In this version of a classic red velvet cake, the color comes from beets rather than food coloring. Beets are rich in vitamins, minerals, and fiber and help create a moist and delicious cake. In addition, the beets add a natural sweetness to the cake that is healthier than its traditional counterpart.

To make this recipe, you will need a large bowl and the following ingredients: 2 eggs, 1 cup buttermilk, 3/4 cup distilled white vinegar, 3 tablespoons beet puree, and 4 tablespoons of cocoa powder. You will also need all-purpose flour, baking powder, salt, and sugar.

The tang of vinegar in this recipe helps prevent the beets from oxidising during baking, which is why it’s important to use an acidic batter. You can also omit the vinegar if you don’t have it on hand. The best part of this recipe is that it’s easy to prepare and tastes delicious with or without frosting. It’s perfect for Valentine’s Day, Christmas, or any other special occasion. You can even make it into cupcakes! The recipe makes one sheet cake or a 2-layer cake.

Food coloring

Although modern recipes for red velvet cake call for food coloring to achieve the shade, the color was originally achieved naturally. During the Great Depression, when ingredients like cocoa bars and chocolate powder were rationed, cooks discovered that non-Dutch cocoa powder had natural reddish tinting. When mixed with acidic buttermilk (to help with the leavening) and baking soda, the anthocyanins in the cocoa powder redden.

Stella’s maverick version of the recipe, from her 1951 cookbook Bravetart, hydrates her batter with red wine and uses a custard frosting instead of a traditional boiled-milk frosting. The wine and the raw cocoa create a natural, burgundy-colored cake that’s still delicious without the food coloring.
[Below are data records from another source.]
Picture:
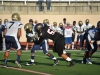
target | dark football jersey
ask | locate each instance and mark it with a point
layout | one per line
(48, 33)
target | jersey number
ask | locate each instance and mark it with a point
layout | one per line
(50, 31)
(11, 24)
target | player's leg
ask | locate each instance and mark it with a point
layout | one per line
(6, 55)
(45, 50)
(4, 46)
(70, 42)
(32, 61)
(77, 41)
(86, 54)
(16, 45)
(59, 45)
(81, 38)
(66, 43)
(73, 37)
(91, 52)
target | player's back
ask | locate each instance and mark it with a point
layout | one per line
(12, 28)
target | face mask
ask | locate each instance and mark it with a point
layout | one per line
(87, 23)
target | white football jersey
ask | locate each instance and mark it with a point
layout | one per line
(55, 28)
(80, 29)
(59, 30)
(87, 26)
(12, 27)
(68, 32)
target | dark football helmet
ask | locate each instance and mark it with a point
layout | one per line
(39, 27)
(87, 21)
(80, 23)
(98, 24)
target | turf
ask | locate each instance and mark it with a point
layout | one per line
(44, 64)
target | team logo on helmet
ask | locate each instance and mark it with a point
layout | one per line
(5, 20)
(87, 20)
(0, 20)
(60, 24)
(28, 27)
(16, 16)
(80, 23)
(54, 23)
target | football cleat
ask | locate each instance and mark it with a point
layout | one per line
(18, 64)
(30, 63)
(71, 64)
(88, 61)
(55, 62)
(68, 54)
(5, 66)
(83, 61)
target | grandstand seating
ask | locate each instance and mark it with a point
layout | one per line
(57, 7)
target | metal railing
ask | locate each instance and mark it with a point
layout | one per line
(28, 9)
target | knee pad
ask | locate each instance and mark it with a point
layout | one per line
(59, 54)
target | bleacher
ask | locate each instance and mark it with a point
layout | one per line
(57, 7)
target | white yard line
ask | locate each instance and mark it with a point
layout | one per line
(25, 70)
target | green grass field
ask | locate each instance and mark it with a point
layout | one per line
(44, 65)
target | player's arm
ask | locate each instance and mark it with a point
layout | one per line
(19, 31)
(90, 40)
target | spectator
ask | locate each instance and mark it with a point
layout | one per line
(68, 36)
(80, 33)
(29, 40)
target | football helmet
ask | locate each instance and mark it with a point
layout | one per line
(60, 24)
(5, 20)
(54, 23)
(0, 20)
(39, 27)
(45, 21)
(87, 21)
(80, 23)
(16, 16)
(28, 27)
(98, 24)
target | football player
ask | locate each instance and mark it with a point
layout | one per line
(87, 25)
(80, 33)
(1, 30)
(73, 35)
(35, 47)
(29, 39)
(92, 36)
(68, 35)
(12, 34)
(46, 32)
(4, 46)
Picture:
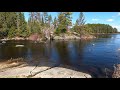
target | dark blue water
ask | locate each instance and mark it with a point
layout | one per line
(91, 55)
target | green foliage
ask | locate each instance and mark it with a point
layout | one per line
(101, 28)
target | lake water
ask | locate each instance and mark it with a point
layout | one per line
(95, 56)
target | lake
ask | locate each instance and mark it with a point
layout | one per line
(95, 56)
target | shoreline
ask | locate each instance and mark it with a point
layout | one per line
(17, 68)
(71, 37)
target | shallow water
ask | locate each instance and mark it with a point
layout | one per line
(92, 56)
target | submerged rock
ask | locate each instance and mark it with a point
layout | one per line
(116, 73)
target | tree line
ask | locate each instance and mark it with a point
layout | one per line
(14, 24)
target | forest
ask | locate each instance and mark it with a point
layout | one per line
(13, 24)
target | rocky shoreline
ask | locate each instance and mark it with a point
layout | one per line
(116, 73)
(60, 37)
(17, 68)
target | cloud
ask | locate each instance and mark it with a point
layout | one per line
(94, 19)
(110, 20)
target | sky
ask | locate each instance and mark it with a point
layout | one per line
(111, 18)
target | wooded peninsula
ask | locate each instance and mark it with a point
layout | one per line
(41, 26)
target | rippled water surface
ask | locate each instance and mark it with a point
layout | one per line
(91, 55)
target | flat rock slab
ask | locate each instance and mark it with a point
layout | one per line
(59, 72)
(42, 70)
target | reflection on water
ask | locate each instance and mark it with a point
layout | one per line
(102, 52)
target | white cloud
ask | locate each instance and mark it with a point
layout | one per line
(94, 19)
(110, 20)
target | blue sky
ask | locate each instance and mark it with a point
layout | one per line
(111, 18)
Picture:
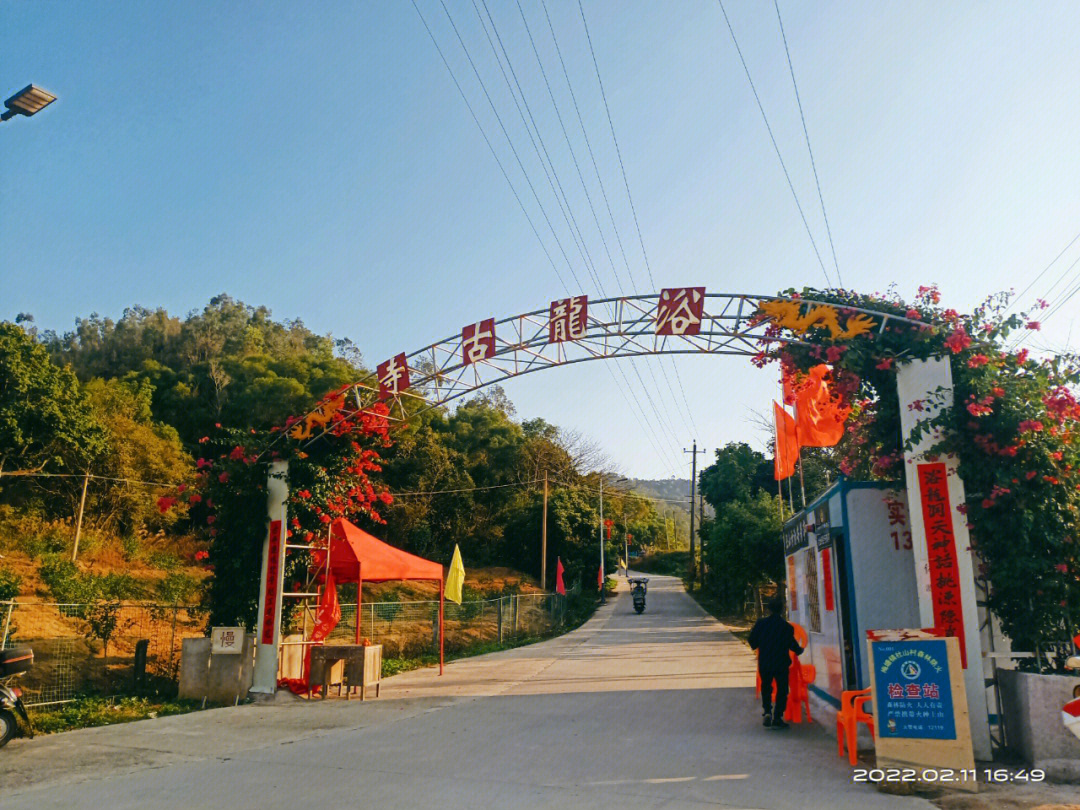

To replicate this color, it’s important to use a true cocoa powder that hasn’t undergone any alkalizing processes and has high levels of antioxidants like those found in Navitas Naturals. You can also try substituting the baking soda for apple cider vinegar to ensure the acid reacts with the anthocyanins and tints the batter. If you’re avoiding food coloring altogether, try beetroot or hibiscus for a naturally colorful alternative.